Well guys, what a week it has been! It has been so wonderful to be able to see the sun out for an entire week, after the previous rainy and gloomy month. And boy are my plants enjoying it! It is kind of strange to have to set up my irrigation strips again for the first time in what feels like forever! It is incredible to think that over the last 3 months, we received almost double the amount of rain we usually receive for this time of year! We are definitely not shy on rainfall for the first half of the year!

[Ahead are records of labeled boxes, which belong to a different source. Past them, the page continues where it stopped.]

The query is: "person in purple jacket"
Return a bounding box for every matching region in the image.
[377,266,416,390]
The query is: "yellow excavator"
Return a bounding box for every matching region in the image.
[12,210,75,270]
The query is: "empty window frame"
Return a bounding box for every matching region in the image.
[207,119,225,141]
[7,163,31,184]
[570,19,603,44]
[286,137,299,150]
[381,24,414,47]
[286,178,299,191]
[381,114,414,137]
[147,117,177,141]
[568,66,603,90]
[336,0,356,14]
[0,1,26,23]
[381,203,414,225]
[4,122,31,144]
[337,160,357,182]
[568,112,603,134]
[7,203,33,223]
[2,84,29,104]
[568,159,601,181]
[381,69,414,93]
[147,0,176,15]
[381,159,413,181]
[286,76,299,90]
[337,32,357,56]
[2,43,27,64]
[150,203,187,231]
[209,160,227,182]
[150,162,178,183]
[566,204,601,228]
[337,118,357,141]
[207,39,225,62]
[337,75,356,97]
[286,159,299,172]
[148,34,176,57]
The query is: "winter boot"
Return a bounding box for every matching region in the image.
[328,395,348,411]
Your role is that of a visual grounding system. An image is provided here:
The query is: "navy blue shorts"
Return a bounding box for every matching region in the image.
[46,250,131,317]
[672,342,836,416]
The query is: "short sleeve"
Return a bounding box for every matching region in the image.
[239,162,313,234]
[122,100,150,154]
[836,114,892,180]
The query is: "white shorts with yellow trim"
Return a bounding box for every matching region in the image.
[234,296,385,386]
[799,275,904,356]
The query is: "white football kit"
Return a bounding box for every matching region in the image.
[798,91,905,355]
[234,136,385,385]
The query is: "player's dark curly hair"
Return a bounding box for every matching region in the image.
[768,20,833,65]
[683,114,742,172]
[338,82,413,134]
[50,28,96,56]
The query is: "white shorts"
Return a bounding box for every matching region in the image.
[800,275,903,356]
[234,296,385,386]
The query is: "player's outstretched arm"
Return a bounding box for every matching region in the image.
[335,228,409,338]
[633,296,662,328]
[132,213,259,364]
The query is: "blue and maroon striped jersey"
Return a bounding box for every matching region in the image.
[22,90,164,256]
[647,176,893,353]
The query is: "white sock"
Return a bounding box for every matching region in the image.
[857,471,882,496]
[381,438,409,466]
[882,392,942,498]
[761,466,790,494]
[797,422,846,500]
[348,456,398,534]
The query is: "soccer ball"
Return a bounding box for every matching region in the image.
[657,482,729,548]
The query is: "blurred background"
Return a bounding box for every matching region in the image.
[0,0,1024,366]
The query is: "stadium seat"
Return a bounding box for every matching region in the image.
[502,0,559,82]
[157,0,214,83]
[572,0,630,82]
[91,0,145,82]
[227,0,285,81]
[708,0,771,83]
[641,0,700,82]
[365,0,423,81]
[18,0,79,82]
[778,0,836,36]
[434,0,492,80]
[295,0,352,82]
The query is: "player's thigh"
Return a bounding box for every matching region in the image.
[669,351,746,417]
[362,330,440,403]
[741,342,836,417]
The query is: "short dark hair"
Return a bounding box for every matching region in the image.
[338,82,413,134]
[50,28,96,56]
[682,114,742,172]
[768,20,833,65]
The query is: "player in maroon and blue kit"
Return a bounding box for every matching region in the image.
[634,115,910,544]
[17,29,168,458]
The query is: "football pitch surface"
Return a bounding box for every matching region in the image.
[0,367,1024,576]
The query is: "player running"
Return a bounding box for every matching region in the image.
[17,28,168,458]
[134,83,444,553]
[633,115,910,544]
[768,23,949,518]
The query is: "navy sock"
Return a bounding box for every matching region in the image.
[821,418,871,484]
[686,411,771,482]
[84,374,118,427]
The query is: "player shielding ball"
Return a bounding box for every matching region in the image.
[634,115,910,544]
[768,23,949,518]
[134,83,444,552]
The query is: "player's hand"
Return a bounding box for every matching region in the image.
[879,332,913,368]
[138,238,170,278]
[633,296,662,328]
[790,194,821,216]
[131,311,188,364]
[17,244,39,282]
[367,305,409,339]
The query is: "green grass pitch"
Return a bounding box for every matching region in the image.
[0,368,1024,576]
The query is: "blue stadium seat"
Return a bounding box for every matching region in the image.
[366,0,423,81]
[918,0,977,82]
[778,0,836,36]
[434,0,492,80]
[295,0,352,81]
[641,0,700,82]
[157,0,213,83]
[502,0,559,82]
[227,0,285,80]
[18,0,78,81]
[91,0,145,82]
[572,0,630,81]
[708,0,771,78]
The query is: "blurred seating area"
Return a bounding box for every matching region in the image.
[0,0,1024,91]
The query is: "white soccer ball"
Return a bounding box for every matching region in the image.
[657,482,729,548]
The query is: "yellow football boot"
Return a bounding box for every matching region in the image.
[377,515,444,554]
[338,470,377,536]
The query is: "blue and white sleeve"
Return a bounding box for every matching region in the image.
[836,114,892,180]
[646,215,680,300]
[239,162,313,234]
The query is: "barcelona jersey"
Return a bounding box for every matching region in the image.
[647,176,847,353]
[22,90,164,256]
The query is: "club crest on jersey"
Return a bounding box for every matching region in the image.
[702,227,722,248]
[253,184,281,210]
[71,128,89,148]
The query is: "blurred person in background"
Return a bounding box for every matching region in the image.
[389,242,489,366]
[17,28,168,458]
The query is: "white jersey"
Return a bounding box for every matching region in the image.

I had a group of youth from Urban Hope summer camp come out to the farm earlier this week for a farm tour and to help me work on some projects around the farm, and one of the projects that they helped me out with, was to start the base layers for the Lasagna Garden berm that I am creating at the back of the farm. This berm will be made up of layers of compostable green and brown materials, as well as previously composted material. These layers will continue to break down as the plants need nutrients and will provide fresh new humus for the plants to draw from as they decompose. The berm will be planted in the spring, with perennial berry bushes that will provide a different type of produce to supplement what we already grow on the Urban Farm.
I have now cleaned up all of the beds from the remaining cold crops, and it is hard for me to wrap my head around having to plant early fall produce already! Where has the first half of the year gone??
I am starting to get the first Nasturium flowers off of my Nasturtiums in the front linear bed along the fence line! They are beautiful, and also, edible!!!! Although, word to the wise, don’t eat them alone; eat them in a salad or soup, but never alone. Unless you like the flavor of a mouth full of pure peppercorns; which, believe me, is not pleasant!I tried a Nasturium for the first time raw, without anything else, and it is definitely an experience I will remember for quite some time! They are amazing and oh so beautiful, in a salad, though! It is akin to adding arugula to a salad; it brightens things up and adds a bit of pepper punch, without being over the top.
I have also been working for the past week to train my over-enthusiastic Honeydew vines back into the bed, using that time to also check on the status of my Honeydew melons! The vines have a tendency to want to grow everywhere except where I want them to, so it takes a lot of work in beginning to get the vines trained where I want them to. After a while, they will completely fill up their bed, and will stay in a nice compact row, where they are easy to check on and harvest from.
I am so happy with how well they have been growing; they have been flowering and producing little melons everywhere! I have been tracking the first few melons, which should be ready some time around the beginning of August! So excited! Honeydew are some of my favorite of all of the melons to both grow and eat! They start out as these beautiful, prolific flowers on the vine, and then turn into these little tiny fuzzy bobbles everywhere. From there, they just grow bigger every day, and when they are fully grown you start to smell Honeydew every time you walk by, and after a double check to see how firm they are, you know they are ready!
As usual, thanks for checking out the blog, and taking the time to see what is going on at the Urban farm this week! I am glad you stopped by! I look forward to sharing more Urban Farm adventures with you as they unfold! Have a most wonderful rest of the week!